Schmeckte Blut schon immer so nach Eisen? Er konnte sich nicht erinnern. Schon oft hatte er sich geprügelt, aufgeplatzte Lippe, angerissenes Zahnfleisch oder eine blutende Nase, bei der ihm das Blut den Hals herab lief. Jetzt drückte es sich aus der Lunge nach oben, und als ihn die Männer um ihn flach auf den Asphalt lagen und irgendwann die rot leuchtenden Notfalluniformen über ihn beugten, war er schon zu müde, um es auch zurück zu halten. Einer der Männer hatte ihm irgendwas auf die Brust gedrückt, und er wollte der Frau neben sich sagen, dass sie doch aufhören solle zu weinen. Aber er konnte nicht, denn ihm fehlten Sprache und Worte, um sich zu kommunizieren. "Bleib wach... bleib um Gottes Willen wach.", konnte er in dem Gewusel an Stimmen verstehen.

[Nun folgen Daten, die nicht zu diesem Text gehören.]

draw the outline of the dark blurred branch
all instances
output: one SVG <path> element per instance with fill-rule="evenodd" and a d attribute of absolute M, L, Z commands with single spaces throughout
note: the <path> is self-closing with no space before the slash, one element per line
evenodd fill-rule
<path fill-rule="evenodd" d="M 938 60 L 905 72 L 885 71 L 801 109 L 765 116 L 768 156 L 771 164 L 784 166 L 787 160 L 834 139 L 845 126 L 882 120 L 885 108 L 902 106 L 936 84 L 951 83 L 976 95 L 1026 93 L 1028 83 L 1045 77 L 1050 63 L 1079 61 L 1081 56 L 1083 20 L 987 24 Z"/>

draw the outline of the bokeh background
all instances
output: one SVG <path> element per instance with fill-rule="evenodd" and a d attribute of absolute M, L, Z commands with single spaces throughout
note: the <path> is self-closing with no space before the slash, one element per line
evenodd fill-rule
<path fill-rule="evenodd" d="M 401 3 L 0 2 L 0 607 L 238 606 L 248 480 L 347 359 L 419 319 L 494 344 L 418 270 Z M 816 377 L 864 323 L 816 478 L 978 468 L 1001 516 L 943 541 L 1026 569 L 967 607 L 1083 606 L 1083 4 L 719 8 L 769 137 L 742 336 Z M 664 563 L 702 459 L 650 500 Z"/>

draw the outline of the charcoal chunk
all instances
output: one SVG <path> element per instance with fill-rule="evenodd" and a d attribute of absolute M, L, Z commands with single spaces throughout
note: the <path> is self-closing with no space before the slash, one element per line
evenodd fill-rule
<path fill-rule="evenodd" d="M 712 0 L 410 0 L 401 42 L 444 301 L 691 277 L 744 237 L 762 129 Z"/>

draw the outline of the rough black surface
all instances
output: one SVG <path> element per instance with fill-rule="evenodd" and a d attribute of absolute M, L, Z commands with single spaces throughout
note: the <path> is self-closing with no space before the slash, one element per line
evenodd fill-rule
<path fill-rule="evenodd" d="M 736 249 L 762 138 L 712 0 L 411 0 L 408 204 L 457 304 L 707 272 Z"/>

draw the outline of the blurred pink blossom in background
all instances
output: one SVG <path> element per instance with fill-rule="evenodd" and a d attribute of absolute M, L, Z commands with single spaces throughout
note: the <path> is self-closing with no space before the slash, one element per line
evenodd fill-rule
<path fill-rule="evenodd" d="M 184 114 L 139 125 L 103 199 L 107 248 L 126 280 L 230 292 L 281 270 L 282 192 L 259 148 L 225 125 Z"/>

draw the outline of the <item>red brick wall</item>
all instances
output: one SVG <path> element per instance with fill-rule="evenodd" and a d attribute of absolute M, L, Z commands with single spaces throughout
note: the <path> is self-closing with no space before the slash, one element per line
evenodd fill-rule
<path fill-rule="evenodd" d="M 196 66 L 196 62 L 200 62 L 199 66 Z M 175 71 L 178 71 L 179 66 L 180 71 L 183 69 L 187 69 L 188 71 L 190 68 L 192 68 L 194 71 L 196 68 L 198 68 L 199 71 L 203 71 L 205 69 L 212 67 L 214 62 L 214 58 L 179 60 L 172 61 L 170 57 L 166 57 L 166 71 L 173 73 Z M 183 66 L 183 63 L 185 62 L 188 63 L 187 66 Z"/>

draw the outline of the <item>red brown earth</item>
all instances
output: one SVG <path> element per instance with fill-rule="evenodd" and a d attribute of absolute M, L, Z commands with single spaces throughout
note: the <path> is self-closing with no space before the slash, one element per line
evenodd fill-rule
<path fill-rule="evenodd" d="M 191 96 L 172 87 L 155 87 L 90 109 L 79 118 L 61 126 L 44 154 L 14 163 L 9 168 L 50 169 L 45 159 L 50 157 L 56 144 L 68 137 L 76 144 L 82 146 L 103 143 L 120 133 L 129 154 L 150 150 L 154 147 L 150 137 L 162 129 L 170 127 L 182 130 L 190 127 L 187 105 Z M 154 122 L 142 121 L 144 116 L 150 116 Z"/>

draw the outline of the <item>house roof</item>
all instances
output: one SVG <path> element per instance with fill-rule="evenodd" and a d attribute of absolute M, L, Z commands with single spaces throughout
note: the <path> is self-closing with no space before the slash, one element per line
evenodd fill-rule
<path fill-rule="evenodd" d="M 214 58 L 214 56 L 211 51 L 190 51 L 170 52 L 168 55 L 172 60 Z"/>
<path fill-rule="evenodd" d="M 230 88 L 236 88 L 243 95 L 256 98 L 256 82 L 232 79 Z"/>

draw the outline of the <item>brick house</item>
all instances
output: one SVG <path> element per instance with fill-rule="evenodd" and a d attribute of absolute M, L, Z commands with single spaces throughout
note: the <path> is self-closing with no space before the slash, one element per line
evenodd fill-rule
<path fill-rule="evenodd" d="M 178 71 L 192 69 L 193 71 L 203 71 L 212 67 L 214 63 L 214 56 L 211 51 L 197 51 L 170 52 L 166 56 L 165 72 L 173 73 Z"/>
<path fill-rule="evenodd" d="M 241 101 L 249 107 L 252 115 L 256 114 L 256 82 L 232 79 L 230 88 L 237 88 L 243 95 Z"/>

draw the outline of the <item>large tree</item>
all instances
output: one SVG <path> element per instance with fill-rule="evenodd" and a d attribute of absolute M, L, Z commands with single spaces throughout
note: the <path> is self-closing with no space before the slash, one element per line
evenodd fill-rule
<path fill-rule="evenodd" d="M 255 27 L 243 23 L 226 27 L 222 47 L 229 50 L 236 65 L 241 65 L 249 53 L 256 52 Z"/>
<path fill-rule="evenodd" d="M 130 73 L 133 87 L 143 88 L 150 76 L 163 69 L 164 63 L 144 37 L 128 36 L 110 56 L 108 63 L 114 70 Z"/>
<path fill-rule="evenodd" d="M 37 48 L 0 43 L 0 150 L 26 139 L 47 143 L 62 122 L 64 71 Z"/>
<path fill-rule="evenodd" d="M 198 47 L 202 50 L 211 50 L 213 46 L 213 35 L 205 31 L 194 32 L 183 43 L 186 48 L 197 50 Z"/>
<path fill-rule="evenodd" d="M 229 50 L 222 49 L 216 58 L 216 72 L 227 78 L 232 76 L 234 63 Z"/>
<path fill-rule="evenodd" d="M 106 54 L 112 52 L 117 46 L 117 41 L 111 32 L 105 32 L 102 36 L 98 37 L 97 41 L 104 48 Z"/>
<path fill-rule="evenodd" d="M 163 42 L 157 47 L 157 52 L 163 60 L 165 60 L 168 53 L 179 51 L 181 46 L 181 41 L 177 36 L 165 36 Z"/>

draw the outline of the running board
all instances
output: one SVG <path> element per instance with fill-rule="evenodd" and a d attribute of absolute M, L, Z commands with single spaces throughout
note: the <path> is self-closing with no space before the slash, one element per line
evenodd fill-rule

Etwas bewegte sich, Türen knallten, das Gewusel wurde leiser und von einem Summen übertönt. Martinshörner... er war im Krankenwagen. Warum halfen sie ihm nicht? Warum taten sie immer noch nicht mehr als auf seine Brust zu drücken. Die Stimmen um ihn wurden lauter, hektischer, chaotischer. Jemand beugte sich über ihn, leuchtete ihm in die Augen und am liebsten hätte er den Mann einen Idioten genannt, er sollte aufhören mit der Scheisse. Das helle Licht brannte ihm in den Augen, und am liebsten hätte er sie fest zugedrückt. Dabei merkte er nicht, dass er sie selbst gar nicht mehr offen halten konnte.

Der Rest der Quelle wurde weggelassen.